The challenge of rare cancers

Programme stream(s): Treatment
Programme session type(s): Specialist session

Chair: Richard Adams, University of Cardiff, UK
Speaker: Sheela Rao, Royal Marsden Hospital, UK
Speaker: Matt Sydes, University College London, UK
Speaker: Steve Nicholson, International Rare Cancers Initiative in Penile Cancer, UK

14:00-16:00

Room: Alsh

Topics covered in this session:
– Stats/methodology.
– InPACT
– InterAACT

The challenges of rare cancer: Time for change
Speaker: Richard Adams
Affiliation: Cardiff University

Abstract:

Are all cancers becoming rare? How will we cope with the increasing compartmentalization of cancers in an era of ever increasing data?

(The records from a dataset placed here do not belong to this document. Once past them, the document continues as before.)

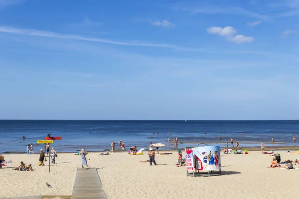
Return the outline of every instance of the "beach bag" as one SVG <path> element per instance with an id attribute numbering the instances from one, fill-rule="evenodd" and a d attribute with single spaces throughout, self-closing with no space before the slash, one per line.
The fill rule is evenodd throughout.
<path id="1" fill-rule="evenodd" d="M 275 159 L 277 160 L 278 163 L 281 162 L 281 158 L 280 158 L 280 154 L 279 153 L 277 153 L 276 154 L 274 154 L 274 156 L 275 156 Z"/>

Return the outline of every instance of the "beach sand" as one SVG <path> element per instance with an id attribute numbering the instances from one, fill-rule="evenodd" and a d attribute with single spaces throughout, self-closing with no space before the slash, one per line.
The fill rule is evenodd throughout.
<path id="1" fill-rule="evenodd" d="M 221 153 L 222 175 L 210 177 L 187 177 L 184 166 L 174 166 L 176 151 L 170 152 L 173 154 L 156 154 L 158 165 L 152 166 L 149 163 L 140 162 L 149 159 L 146 154 L 134 156 L 119 152 L 99 156 L 95 153 L 89 153 L 87 158 L 90 167 L 97 168 L 108 199 L 273 199 L 293 197 L 298 194 L 299 169 L 267 168 L 272 157 L 261 152 Z M 295 160 L 299 156 L 287 154 L 286 151 L 275 152 L 280 153 L 282 160 Z M 0 198 L 71 195 L 76 169 L 81 167 L 80 156 L 74 153 L 58 153 L 57 164 L 51 165 L 50 173 L 48 157 L 46 166 L 38 167 L 38 154 L 4 155 L 6 161 L 11 160 L 12 163 L 0 169 Z M 27 165 L 32 163 L 34 171 L 12 170 L 22 161 Z M 48 188 L 46 182 L 53 188 Z"/>

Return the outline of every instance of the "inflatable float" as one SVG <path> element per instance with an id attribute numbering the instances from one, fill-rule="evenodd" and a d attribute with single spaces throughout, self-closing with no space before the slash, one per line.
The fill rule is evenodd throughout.
<path id="1" fill-rule="evenodd" d="M 145 148 L 140 149 L 138 151 L 129 151 L 128 153 L 130 155 L 142 155 L 143 154 L 143 151 L 145 150 Z"/>

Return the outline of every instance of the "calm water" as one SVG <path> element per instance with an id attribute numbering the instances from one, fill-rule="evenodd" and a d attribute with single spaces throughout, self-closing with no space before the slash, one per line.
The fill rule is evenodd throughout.
<path id="1" fill-rule="evenodd" d="M 298 120 L 0 120 L 0 153 L 25 152 L 26 144 L 43 140 L 48 133 L 62 137 L 51 145 L 57 151 L 76 152 L 83 147 L 89 151 L 104 151 L 110 148 L 112 141 L 118 149 L 119 139 L 128 149 L 135 145 L 138 149 L 148 148 L 150 142 L 164 143 L 168 149 L 175 147 L 168 144 L 169 131 L 179 142 L 218 142 L 219 134 L 221 146 L 231 137 L 235 142 L 239 140 L 240 146 L 259 146 L 262 142 L 271 142 L 272 137 L 283 145 L 299 142 L 292 141 L 294 135 L 299 140 Z M 179 143 L 178 147 L 194 145 Z M 36 152 L 43 145 L 34 148 Z"/>

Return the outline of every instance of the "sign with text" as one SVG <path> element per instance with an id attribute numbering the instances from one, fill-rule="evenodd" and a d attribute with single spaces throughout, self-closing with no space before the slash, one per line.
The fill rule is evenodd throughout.
<path id="1" fill-rule="evenodd" d="M 193 150 L 185 148 L 185 153 L 186 155 L 186 170 L 187 171 L 193 171 L 194 169 L 194 164 Z"/>
<path id="2" fill-rule="evenodd" d="M 47 140 L 61 140 L 62 138 L 61 137 L 46 137 L 45 139 Z"/>
<path id="3" fill-rule="evenodd" d="M 53 140 L 37 140 L 37 144 L 52 144 L 54 142 Z"/>
<path id="4" fill-rule="evenodd" d="M 202 146 L 192 150 L 197 170 L 219 171 L 221 169 L 220 146 Z"/>

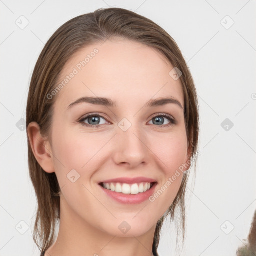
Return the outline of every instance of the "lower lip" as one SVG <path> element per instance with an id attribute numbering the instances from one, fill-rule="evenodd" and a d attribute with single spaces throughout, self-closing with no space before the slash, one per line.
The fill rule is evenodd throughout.
<path id="1" fill-rule="evenodd" d="M 148 198 L 153 194 L 156 184 L 157 183 L 155 183 L 150 190 L 143 193 L 138 193 L 138 194 L 126 194 L 122 193 L 118 193 L 117 192 L 104 188 L 100 185 L 98 186 L 108 196 L 118 202 L 126 204 L 141 204 L 148 200 Z"/>

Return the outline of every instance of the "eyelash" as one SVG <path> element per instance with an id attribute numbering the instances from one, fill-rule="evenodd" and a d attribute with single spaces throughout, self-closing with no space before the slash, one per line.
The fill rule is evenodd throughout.
<path id="1" fill-rule="evenodd" d="M 98 117 L 102 118 L 104 119 L 105 120 L 106 120 L 106 121 L 108 122 L 108 120 L 106 119 L 106 118 L 105 118 L 104 116 L 103 116 L 101 114 L 100 114 L 97 113 L 95 113 L 94 114 L 89 114 L 89 115 L 86 116 L 84 118 L 82 118 L 81 119 L 79 120 L 78 122 L 80 123 L 82 126 L 84 126 L 86 127 L 100 128 L 100 126 L 102 126 L 102 124 L 97 124 L 96 126 L 92 126 L 91 124 L 86 124 L 85 122 L 84 122 L 86 119 L 88 119 L 90 118 L 91 118 L 92 116 L 98 116 Z M 151 121 L 151 120 L 152 120 L 152 119 L 153 119 L 155 118 L 159 117 L 159 116 L 160 116 L 160 117 L 164 116 L 164 117 L 166 118 L 166 119 L 168 119 L 168 120 L 169 120 L 169 121 L 170 121 L 170 124 L 168 124 L 166 125 L 166 126 L 162 126 L 162 125 L 156 126 L 159 126 L 159 127 L 160 127 L 160 128 L 165 128 L 170 127 L 171 126 L 173 126 L 173 125 L 174 125 L 174 124 L 178 124 L 177 121 L 174 118 L 170 116 L 168 116 L 168 114 L 164 114 L 164 113 L 159 114 L 158 116 L 154 116 L 150 120 Z"/>

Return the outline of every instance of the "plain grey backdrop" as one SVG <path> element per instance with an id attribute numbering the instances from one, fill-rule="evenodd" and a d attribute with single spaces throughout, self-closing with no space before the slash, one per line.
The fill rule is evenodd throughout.
<path id="1" fill-rule="evenodd" d="M 36 200 L 24 125 L 36 62 L 62 24 L 108 7 L 136 12 L 166 30 L 194 80 L 200 155 L 194 188 L 193 176 L 188 184 L 180 255 L 235 256 L 256 210 L 255 0 L 0 0 L 0 254 L 40 254 L 32 238 Z M 178 255 L 176 236 L 166 222 L 160 256 Z"/>

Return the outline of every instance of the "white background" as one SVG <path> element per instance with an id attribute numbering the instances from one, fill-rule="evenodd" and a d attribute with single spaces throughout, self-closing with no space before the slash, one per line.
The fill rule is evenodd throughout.
<path id="1" fill-rule="evenodd" d="M 255 0 L 0 1 L 0 254 L 40 254 L 32 238 L 36 200 L 28 174 L 26 134 L 16 126 L 26 118 L 36 62 L 60 26 L 108 6 L 136 12 L 166 30 L 196 82 L 202 154 L 194 189 L 192 176 L 188 185 L 186 239 L 180 255 L 235 256 L 256 210 Z M 21 23 L 22 16 L 29 22 L 23 30 L 16 24 Z M 232 20 L 234 24 L 226 29 L 224 26 Z M 228 131 L 221 126 L 226 118 L 234 124 Z M 234 227 L 229 234 L 220 228 L 226 220 L 226 232 Z M 26 230 L 22 221 L 28 226 L 24 234 L 18 231 Z M 174 226 L 166 223 L 160 256 L 178 254 L 176 236 Z"/>

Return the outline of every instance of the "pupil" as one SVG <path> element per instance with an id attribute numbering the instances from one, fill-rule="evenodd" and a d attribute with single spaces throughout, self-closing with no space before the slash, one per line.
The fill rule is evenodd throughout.
<path id="1" fill-rule="evenodd" d="M 157 117 L 157 118 L 155 118 L 155 120 L 156 120 L 156 124 L 159 124 L 160 123 L 160 124 L 162 124 L 164 122 L 164 118 L 162 118 Z M 162 120 L 162 122 L 161 122 L 161 120 Z"/>
<path id="2" fill-rule="evenodd" d="M 98 122 L 98 121 L 100 120 L 100 118 L 98 116 L 98 117 L 94 116 L 93 118 L 89 118 L 89 120 L 92 120 L 92 123 L 95 124 L 96 122 L 97 122 L 97 121 Z M 96 124 L 98 124 L 97 123 Z"/>

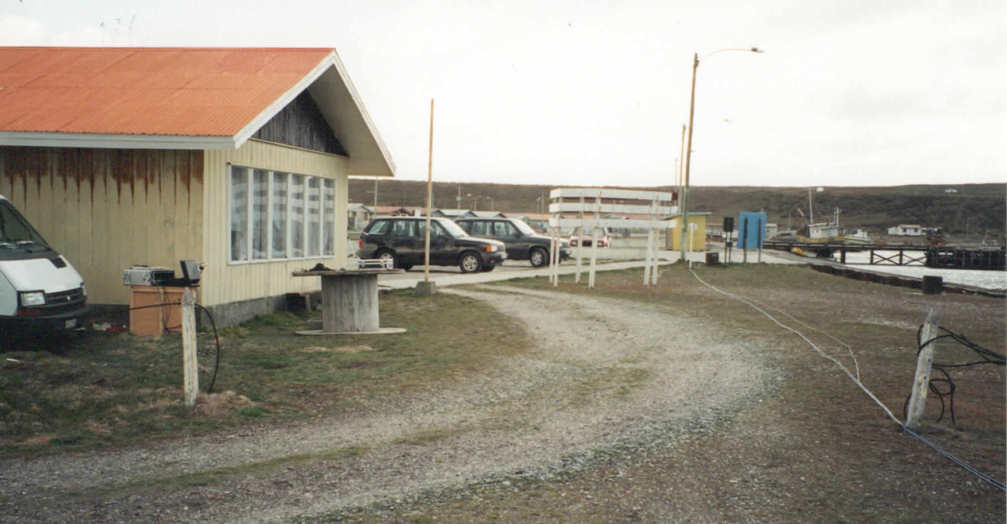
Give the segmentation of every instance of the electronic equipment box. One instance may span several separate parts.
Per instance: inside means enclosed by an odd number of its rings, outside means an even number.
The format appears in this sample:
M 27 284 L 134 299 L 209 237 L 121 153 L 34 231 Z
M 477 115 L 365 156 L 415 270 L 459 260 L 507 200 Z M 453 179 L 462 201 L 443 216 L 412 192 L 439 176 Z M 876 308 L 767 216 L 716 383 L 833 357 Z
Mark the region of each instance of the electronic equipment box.
M 133 266 L 123 270 L 124 285 L 170 285 L 175 280 L 174 270 L 163 267 Z

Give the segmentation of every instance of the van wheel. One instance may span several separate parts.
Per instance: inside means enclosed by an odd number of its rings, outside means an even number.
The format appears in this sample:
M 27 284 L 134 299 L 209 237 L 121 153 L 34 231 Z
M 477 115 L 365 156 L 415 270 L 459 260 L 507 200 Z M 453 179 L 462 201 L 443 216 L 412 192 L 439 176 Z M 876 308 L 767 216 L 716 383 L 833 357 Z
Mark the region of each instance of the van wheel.
M 528 261 L 532 263 L 532 267 L 546 266 L 549 265 L 549 254 L 542 248 L 532 248 Z
M 378 252 L 378 260 L 381 260 L 382 267 L 388 267 L 388 261 L 392 261 L 392 267 L 399 267 L 399 257 L 395 255 L 395 252 L 383 249 Z
M 458 259 L 458 267 L 462 273 L 478 273 L 482 270 L 482 257 L 478 253 L 466 251 Z

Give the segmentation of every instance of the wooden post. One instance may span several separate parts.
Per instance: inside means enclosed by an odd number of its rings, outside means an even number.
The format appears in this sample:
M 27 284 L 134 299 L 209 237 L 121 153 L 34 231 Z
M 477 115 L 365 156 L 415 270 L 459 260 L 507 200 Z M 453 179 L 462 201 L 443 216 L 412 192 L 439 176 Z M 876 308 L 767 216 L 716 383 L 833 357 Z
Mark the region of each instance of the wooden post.
M 195 296 L 191 287 L 182 294 L 182 386 L 185 407 L 195 406 L 199 392 L 199 369 L 195 357 Z
M 591 269 L 587 274 L 587 288 L 594 289 L 594 265 L 598 260 L 598 219 L 601 217 L 601 191 L 594 200 L 594 222 L 591 223 Z M 579 244 L 584 244 L 584 230 L 581 230 Z
M 917 344 L 932 340 L 938 336 L 938 310 L 930 308 L 923 320 L 923 330 L 919 334 Z M 905 427 L 910 431 L 919 430 L 919 420 L 926 408 L 926 390 L 930 387 L 930 365 L 933 364 L 933 349 L 931 342 L 919 350 L 916 358 L 916 377 L 912 381 L 912 393 L 909 395 L 909 409 L 905 417 Z

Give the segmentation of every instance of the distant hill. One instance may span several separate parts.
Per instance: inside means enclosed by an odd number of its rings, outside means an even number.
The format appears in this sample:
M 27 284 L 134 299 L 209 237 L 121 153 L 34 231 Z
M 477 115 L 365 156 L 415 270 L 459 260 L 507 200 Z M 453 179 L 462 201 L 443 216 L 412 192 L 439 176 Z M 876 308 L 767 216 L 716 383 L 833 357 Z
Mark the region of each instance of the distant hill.
M 374 204 L 375 182 L 372 179 L 350 178 L 349 201 Z M 507 183 L 434 182 L 433 205 L 436 208 L 456 208 L 461 194 L 461 208 L 503 212 L 536 213 L 541 198 L 548 200 L 555 185 L 520 185 Z M 618 187 L 618 186 L 611 186 Z M 671 190 L 669 186 L 618 187 L 640 190 Z M 954 189 L 957 192 L 947 192 Z M 380 180 L 378 204 L 381 206 L 421 207 L 425 205 L 426 182 L 413 180 Z M 844 226 L 882 232 L 896 224 L 920 224 L 928 228 L 944 228 L 948 233 L 986 234 L 995 238 L 1005 235 L 1007 218 L 1007 183 L 967 183 L 954 185 L 895 185 L 886 187 L 834 187 L 822 192 L 812 191 L 816 222 L 831 216 L 838 207 Z M 710 223 L 724 216 L 737 217 L 742 211 L 764 211 L 769 222 L 785 228 L 788 221 L 799 224 L 801 209 L 808 213 L 807 187 L 760 186 L 693 186 L 693 211 L 712 213 Z

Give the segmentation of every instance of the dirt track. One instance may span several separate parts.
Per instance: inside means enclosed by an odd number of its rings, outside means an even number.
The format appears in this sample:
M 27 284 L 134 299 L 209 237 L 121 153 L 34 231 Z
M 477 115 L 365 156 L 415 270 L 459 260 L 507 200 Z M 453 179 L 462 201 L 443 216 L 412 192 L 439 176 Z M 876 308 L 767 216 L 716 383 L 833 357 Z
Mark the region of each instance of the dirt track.
M 518 288 L 449 292 L 517 316 L 535 351 L 351 416 L 5 461 L 0 520 L 274 522 L 505 477 L 548 480 L 606 450 L 688 441 L 781 381 L 764 348 L 669 307 Z

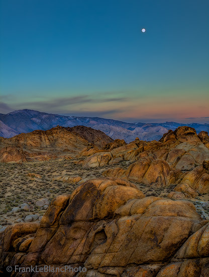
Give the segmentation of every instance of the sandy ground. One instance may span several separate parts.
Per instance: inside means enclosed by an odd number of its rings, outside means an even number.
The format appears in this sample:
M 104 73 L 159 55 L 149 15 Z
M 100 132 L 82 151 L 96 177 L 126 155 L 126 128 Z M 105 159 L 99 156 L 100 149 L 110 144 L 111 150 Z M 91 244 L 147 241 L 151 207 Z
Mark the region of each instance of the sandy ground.
M 109 168 L 120 166 L 127 169 L 131 163 L 123 161 L 117 165 L 93 169 L 84 169 L 82 166 L 75 164 L 73 160 L 29 162 L 22 164 L 0 163 L 0 229 L 15 222 L 24 221 L 27 215 L 43 216 L 46 208 L 36 205 L 37 201 L 44 198 L 50 202 L 57 195 L 71 193 L 79 185 L 54 180 L 56 177 L 80 176 L 82 179 L 99 178 L 103 177 L 102 172 Z M 37 175 L 29 176 L 30 173 Z M 172 185 L 156 188 L 143 184 L 135 184 L 146 196 L 164 197 L 175 186 Z M 207 203 L 209 201 L 208 195 L 199 195 L 195 199 L 189 200 L 195 205 L 197 212 L 200 215 L 202 215 L 203 212 L 209 215 L 209 204 L 207 205 L 209 203 Z M 30 206 L 29 210 L 12 212 L 13 208 L 20 207 L 24 203 Z M 202 204 L 205 206 L 202 206 Z M 40 219 L 40 218 L 37 220 Z

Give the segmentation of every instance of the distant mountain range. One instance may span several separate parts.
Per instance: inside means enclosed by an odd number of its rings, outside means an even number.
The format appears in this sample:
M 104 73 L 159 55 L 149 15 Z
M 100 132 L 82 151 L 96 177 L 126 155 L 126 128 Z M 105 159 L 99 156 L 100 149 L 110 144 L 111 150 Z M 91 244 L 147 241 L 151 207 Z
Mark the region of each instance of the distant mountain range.
M 91 127 L 102 131 L 114 140 L 124 139 L 127 143 L 134 140 L 137 136 L 145 141 L 159 140 L 169 129 L 174 130 L 180 126 L 192 127 L 197 133 L 209 131 L 208 124 L 183 124 L 174 122 L 128 123 L 100 117 L 66 116 L 28 109 L 0 114 L 0 136 L 4 137 L 11 137 L 34 130 L 48 130 L 58 125 L 63 127 L 77 125 Z

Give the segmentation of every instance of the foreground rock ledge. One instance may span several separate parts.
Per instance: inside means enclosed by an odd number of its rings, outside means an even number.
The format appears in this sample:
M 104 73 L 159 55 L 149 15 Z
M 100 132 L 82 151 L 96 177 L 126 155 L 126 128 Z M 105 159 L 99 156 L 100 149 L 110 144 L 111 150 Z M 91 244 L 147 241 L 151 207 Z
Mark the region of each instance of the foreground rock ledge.
M 55 198 L 40 225 L 21 223 L 0 235 L 8 265 L 84 266 L 86 272 L 13 276 L 209 276 L 209 223 L 187 200 L 145 197 L 120 179 L 87 181 Z

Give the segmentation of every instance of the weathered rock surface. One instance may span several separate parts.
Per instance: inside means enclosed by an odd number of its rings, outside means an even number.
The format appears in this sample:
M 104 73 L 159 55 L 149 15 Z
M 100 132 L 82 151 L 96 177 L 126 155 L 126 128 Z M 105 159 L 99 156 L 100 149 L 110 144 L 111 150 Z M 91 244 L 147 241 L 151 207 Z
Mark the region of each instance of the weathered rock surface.
M 0 162 L 47 161 L 75 156 L 93 143 L 103 148 L 113 141 L 99 130 L 84 126 L 72 128 L 57 126 L 50 130 L 37 130 L 10 138 L 0 137 Z
M 121 179 L 90 180 L 55 198 L 39 226 L 19 224 L 1 233 L 2 270 L 70 265 L 87 271 L 21 276 L 206 276 L 208 222 L 188 201 L 145 197 Z

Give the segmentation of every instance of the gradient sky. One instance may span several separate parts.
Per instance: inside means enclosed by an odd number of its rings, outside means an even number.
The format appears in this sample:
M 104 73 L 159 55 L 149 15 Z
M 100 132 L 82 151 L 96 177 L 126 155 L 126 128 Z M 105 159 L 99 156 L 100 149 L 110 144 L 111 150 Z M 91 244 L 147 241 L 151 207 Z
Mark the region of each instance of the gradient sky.
M 1 113 L 209 123 L 208 0 L 0 2 Z

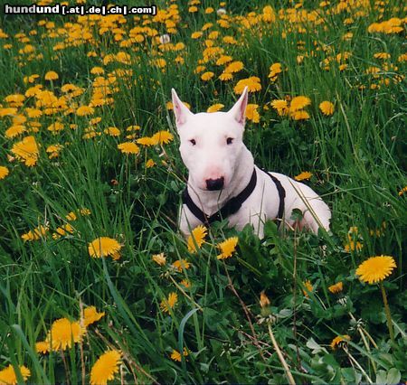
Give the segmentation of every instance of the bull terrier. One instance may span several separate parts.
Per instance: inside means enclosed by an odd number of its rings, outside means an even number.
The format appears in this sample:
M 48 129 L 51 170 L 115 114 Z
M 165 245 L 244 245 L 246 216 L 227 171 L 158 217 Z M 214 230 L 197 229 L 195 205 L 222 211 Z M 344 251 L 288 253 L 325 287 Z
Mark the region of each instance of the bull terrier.
M 289 176 L 266 172 L 254 164 L 242 141 L 248 89 L 228 112 L 194 114 L 172 89 L 179 151 L 188 169 L 179 227 L 185 236 L 198 225 L 221 219 L 229 227 L 253 226 L 261 239 L 267 220 L 279 227 L 329 230 L 331 211 L 310 187 Z M 300 221 L 292 218 L 302 211 Z

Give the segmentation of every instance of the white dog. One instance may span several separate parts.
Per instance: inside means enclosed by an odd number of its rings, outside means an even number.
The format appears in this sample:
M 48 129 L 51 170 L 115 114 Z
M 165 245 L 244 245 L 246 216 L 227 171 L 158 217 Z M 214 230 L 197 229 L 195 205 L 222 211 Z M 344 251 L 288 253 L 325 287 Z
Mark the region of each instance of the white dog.
M 229 112 L 193 114 L 172 89 L 180 153 L 189 171 L 183 194 L 180 229 L 186 236 L 200 224 L 227 218 L 241 230 L 251 223 L 263 238 L 266 220 L 278 225 L 329 230 L 331 211 L 308 186 L 254 165 L 242 141 L 247 88 Z M 301 221 L 291 218 L 299 209 Z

We will discuss rare cancers in the context of clinical trials, exploring practical issues of trials design and collaboration on an international scale as well as exploring the successes and how they have been achieved

Designing trials in smaller populations
Speaker: Matthew Sydes
Affiliation: MRC Clinical Trials Unit at UCL

Abstract:

How should we approach trial design when the ideal sample size is considered larger than the number of participants that can be recruited in a reasonable time frame? We present an ordered framework for designing randomised trials, staying with the frequentist approach well accepted and understood in large trials, that includes small alterations to the design parameters. The first step should always be to attempt to extend collaborations, consider broadening eligibility criteria and increase the accrual time or follow-up time. The second set of ordered considerations are the choice of research arm, outcome measures, power and target effect. If the revised design is still not feasible, in the third step we propose moving from two- to one-sided significance tests, changing the type I error rate, using covariate information at the design stage, re-randomising patients and borrowing external information. We discuss benefits from some proposals and warn against others. This framework would allow appropriate evaluation of treatments when large-scale phase III trials are not possible, but where the need for high-quality randomised data is as pressing as it is for common diseases.